Apple’s standing in the growing China smartphone market has taken another hit, slipping to #6 during the third quarter, research firm IDC announced Thursday. The drop comes as the iPhone maker faces concerns its iPhone could lose ground to other smartphone makers, such as Samsung and Nokia, whose handsets cover a wider range of price points. Apple share of smartphones shipped to China fell below ten percent during the quarter, a drop which coincides with Chinese smartphone shipments topping 60 million handsets, a new high…
Samsung, which makes the Galaxy, is ranked #1 in China, with China-based Lenovo coming in second, per IDC data.
The researchers expect Apple to grab more of the market when the iPhone 5 goes on sale in China next week. The 1.33 billion people market now accounts for one-fifth of Apple’s revenue.
The news comes just a day after Apple suffered its biggest one-day drop in four years, losing $35 billion in share value.

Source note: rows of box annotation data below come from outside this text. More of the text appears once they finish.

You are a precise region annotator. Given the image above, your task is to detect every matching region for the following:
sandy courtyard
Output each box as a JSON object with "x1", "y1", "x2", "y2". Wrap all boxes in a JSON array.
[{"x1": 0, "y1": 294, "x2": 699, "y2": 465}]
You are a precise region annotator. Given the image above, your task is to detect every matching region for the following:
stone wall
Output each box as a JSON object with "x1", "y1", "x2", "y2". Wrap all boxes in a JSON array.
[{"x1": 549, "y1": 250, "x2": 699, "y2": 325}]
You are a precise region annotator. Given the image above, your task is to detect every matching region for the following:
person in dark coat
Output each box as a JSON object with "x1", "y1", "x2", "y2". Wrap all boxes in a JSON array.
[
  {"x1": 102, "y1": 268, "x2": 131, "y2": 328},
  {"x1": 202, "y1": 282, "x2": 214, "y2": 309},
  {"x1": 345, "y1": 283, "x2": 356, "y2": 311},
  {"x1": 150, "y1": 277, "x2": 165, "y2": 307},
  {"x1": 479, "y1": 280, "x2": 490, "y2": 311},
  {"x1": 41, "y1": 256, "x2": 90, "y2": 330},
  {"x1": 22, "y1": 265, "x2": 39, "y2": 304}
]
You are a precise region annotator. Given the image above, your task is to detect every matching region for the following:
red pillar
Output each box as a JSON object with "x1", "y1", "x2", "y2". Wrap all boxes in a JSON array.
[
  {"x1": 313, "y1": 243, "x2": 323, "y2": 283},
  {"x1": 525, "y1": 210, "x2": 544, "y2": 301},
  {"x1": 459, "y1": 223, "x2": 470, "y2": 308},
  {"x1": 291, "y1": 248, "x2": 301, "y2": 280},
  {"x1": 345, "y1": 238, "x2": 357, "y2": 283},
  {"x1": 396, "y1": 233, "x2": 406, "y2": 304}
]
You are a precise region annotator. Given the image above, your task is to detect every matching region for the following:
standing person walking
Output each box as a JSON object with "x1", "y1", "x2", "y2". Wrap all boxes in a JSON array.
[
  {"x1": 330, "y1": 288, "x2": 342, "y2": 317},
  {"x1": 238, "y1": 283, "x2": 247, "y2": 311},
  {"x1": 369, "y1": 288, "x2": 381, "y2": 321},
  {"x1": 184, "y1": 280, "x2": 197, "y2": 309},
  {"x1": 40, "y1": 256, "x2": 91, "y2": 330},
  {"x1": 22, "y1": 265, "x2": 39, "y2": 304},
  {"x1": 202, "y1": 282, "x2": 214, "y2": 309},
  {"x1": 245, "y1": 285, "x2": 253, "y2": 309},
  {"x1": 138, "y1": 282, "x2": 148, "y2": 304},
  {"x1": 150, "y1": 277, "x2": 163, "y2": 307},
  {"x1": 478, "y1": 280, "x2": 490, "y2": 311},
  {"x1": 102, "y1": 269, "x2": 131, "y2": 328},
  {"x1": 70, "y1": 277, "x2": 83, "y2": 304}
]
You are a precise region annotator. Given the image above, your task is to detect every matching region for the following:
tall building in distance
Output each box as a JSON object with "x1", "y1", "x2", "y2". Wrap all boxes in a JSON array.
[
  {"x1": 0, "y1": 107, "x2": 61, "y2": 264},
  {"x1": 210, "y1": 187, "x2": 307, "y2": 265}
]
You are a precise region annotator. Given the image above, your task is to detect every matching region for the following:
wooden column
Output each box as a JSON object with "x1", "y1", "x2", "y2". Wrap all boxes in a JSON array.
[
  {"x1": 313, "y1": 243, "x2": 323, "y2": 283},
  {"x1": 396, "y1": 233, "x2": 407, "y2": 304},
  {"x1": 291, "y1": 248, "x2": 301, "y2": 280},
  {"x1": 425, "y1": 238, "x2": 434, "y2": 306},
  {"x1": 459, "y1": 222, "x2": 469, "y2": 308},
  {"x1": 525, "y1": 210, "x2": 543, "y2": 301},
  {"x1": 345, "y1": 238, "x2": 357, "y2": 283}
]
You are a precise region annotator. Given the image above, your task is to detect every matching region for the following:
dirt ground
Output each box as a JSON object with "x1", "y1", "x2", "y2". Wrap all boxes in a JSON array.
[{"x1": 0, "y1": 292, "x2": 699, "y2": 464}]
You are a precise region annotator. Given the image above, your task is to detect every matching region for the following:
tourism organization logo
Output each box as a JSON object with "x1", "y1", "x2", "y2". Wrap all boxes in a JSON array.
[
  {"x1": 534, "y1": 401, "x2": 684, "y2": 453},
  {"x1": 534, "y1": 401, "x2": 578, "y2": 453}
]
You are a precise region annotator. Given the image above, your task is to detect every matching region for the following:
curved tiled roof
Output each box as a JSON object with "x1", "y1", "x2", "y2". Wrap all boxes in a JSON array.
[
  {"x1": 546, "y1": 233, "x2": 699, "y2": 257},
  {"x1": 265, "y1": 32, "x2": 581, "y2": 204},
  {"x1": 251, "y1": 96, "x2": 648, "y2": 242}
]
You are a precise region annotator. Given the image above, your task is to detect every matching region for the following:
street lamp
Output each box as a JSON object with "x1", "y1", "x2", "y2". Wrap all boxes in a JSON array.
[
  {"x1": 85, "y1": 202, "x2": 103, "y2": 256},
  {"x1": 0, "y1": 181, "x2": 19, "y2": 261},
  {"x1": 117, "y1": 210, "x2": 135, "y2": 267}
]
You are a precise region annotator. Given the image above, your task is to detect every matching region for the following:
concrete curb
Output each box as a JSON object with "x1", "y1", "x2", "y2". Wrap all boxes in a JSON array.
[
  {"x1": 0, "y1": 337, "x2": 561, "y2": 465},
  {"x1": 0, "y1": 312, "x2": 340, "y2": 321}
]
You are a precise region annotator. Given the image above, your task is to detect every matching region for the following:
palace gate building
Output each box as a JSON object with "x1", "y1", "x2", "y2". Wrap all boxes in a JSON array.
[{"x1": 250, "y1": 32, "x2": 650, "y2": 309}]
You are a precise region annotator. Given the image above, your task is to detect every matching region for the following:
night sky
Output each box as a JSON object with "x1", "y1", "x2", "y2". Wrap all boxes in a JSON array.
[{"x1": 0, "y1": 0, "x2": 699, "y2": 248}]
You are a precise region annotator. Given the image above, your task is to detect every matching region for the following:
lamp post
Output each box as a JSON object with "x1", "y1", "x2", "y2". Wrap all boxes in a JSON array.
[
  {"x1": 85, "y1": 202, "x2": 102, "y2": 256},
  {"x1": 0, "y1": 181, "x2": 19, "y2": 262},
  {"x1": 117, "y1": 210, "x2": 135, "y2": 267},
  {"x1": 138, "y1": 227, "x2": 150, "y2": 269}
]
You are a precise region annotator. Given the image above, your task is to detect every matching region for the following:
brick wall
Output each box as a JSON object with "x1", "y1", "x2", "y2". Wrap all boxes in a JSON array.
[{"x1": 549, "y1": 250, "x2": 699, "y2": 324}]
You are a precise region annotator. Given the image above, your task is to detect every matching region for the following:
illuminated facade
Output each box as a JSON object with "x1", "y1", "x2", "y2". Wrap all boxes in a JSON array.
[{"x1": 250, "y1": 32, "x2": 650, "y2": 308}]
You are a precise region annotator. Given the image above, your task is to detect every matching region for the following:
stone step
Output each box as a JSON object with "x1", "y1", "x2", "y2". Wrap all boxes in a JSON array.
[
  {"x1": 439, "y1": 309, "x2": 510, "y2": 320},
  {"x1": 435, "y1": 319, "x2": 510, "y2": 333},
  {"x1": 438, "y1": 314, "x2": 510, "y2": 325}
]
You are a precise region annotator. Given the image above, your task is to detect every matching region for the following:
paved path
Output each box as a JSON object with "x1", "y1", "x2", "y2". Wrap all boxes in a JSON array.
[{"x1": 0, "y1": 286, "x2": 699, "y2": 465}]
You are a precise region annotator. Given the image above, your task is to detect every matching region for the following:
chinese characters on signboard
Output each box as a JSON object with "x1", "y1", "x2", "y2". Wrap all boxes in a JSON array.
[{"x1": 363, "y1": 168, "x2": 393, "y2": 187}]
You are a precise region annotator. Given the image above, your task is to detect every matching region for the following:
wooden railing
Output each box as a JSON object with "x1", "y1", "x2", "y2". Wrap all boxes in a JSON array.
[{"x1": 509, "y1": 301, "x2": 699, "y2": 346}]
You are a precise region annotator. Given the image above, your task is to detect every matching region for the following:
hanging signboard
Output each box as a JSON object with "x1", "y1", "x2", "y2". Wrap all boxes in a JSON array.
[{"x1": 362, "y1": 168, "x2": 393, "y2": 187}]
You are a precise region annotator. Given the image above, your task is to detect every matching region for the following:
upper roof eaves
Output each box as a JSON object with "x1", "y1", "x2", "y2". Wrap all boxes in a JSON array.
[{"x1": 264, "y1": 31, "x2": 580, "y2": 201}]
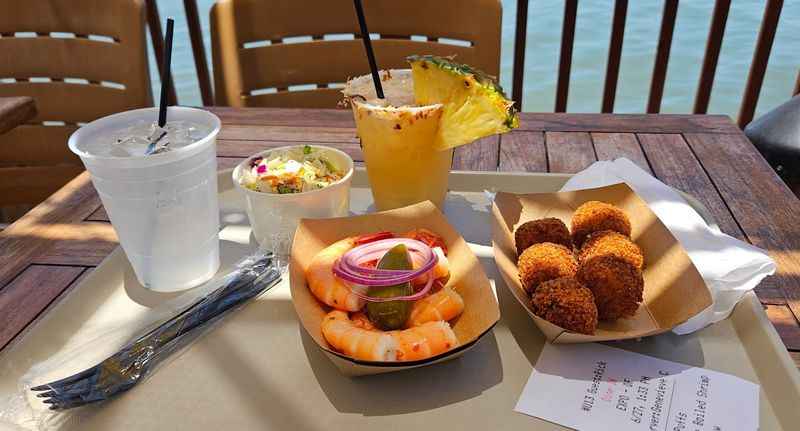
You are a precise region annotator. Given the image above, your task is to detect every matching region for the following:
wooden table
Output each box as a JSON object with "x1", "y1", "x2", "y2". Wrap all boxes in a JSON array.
[
  {"x1": 0, "y1": 108, "x2": 800, "y2": 366},
  {"x1": 0, "y1": 97, "x2": 36, "y2": 135}
]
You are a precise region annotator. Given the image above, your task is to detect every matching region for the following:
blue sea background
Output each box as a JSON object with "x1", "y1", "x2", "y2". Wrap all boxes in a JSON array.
[{"x1": 149, "y1": 0, "x2": 800, "y2": 119}]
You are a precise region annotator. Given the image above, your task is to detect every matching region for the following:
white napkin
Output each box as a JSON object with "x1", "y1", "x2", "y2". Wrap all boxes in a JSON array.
[{"x1": 561, "y1": 158, "x2": 775, "y2": 334}]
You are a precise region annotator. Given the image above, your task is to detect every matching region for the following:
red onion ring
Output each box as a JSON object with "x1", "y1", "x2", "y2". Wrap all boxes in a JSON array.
[
  {"x1": 350, "y1": 277, "x2": 434, "y2": 302},
  {"x1": 333, "y1": 238, "x2": 439, "y2": 286}
]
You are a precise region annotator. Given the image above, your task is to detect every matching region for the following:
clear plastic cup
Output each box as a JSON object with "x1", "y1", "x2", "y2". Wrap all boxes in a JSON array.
[{"x1": 69, "y1": 107, "x2": 220, "y2": 292}]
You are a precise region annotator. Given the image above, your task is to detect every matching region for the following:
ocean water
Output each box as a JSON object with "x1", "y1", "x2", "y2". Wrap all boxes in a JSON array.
[{"x1": 153, "y1": 0, "x2": 800, "y2": 119}]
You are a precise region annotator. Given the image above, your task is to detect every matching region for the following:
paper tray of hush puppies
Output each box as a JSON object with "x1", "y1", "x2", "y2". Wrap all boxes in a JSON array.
[{"x1": 492, "y1": 184, "x2": 711, "y2": 343}]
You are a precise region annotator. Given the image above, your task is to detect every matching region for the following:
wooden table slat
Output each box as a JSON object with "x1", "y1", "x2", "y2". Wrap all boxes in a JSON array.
[
  {"x1": 0, "y1": 108, "x2": 800, "y2": 368},
  {"x1": 0, "y1": 97, "x2": 36, "y2": 135},
  {"x1": 451, "y1": 136, "x2": 500, "y2": 171},
  {"x1": 218, "y1": 125, "x2": 358, "y2": 145},
  {"x1": 764, "y1": 305, "x2": 800, "y2": 350},
  {"x1": 544, "y1": 132, "x2": 597, "y2": 174},
  {"x1": 498, "y1": 130, "x2": 547, "y2": 172},
  {"x1": 637, "y1": 134, "x2": 745, "y2": 240},
  {"x1": 591, "y1": 132, "x2": 653, "y2": 174},
  {"x1": 31, "y1": 221, "x2": 119, "y2": 266},
  {"x1": 0, "y1": 265, "x2": 85, "y2": 350},
  {"x1": 217, "y1": 139, "x2": 364, "y2": 162},
  {"x1": 685, "y1": 133, "x2": 800, "y2": 316}
]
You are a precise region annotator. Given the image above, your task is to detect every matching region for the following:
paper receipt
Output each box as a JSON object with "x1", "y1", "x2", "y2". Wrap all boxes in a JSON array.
[{"x1": 514, "y1": 343, "x2": 759, "y2": 431}]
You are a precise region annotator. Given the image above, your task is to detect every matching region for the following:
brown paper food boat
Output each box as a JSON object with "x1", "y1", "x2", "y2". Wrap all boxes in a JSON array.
[
  {"x1": 492, "y1": 184, "x2": 711, "y2": 343},
  {"x1": 289, "y1": 202, "x2": 500, "y2": 375}
]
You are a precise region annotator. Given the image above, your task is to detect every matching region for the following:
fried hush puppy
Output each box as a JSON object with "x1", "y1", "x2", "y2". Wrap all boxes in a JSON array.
[
  {"x1": 578, "y1": 230, "x2": 644, "y2": 269},
  {"x1": 514, "y1": 217, "x2": 572, "y2": 256},
  {"x1": 572, "y1": 201, "x2": 631, "y2": 247},
  {"x1": 577, "y1": 256, "x2": 644, "y2": 320},
  {"x1": 517, "y1": 242, "x2": 578, "y2": 294},
  {"x1": 531, "y1": 277, "x2": 597, "y2": 335}
]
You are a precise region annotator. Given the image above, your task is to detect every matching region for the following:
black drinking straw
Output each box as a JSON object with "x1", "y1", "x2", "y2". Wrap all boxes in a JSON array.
[
  {"x1": 158, "y1": 18, "x2": 175, "y2": 127},
  {"x1": 353, "y1": 0, "x2": 384, "y2": 99}
]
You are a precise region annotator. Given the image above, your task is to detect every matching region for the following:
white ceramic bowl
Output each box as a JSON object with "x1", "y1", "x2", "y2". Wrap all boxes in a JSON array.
[{"x1": 233, "y1": 145, "x2": 353, "y2": 254}]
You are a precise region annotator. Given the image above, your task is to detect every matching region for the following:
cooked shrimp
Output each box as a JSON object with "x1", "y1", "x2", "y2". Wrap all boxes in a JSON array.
[
  {"x1": 306, "y1": 238, "x2": 366, "y2": 311},
  {"x1": 350, "y1": 311, "x2": 378, "y2": 331},
  {"x1": 406, "y1": 287, "x2": 464, "y2": 327},
  {"x1": 322, "y1": 310, "x2": 396, "y2": 361},
  {"x1": 389, "y1": 320, "x2": 458, "y2": 361}
]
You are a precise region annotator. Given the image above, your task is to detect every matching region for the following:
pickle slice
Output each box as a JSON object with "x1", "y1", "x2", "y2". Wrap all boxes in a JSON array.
[{"x1": 367, "y1": 244, "x2": 414, "y2": 331}]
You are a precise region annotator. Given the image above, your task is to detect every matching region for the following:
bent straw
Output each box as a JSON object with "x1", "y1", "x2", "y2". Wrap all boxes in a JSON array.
[
  {"x1": 158, "y1": 18, "x2": 175, "y2": 127},
  {"x1": 353, "y1": 0, "x2": 384, "y2": 99}
]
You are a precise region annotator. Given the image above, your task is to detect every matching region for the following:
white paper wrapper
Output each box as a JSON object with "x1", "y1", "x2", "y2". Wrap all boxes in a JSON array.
[{"x1": 561, "y1": 158, "x2": 775, "y2": 334}]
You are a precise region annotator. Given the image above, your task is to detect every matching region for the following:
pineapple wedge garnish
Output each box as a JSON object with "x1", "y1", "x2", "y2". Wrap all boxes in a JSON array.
[{"x1": 407, "y1": 55, "x2": 519, "y2": 150}]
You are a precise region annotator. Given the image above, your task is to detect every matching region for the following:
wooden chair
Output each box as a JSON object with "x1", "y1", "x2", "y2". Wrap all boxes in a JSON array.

Reuters reports the sell-off was prompted partly by concern Apple’s competitors could be gaining momentum in the world’s largest marketplace.
On Wednesday, Nokia – which has taken a drubbing from Apple in Europe and the U.S. – inked an agreement with China Mobile, the country’s largest carrier.
Reuters reports homegrown smartphone vendors are increasing their market share. Coolpad, for instance rose to #3 in China, up from sixth place. Among the reasons for the improvement: smartphones sold for below $160.
Can the iPhone 5 improve Apple’s standing in China?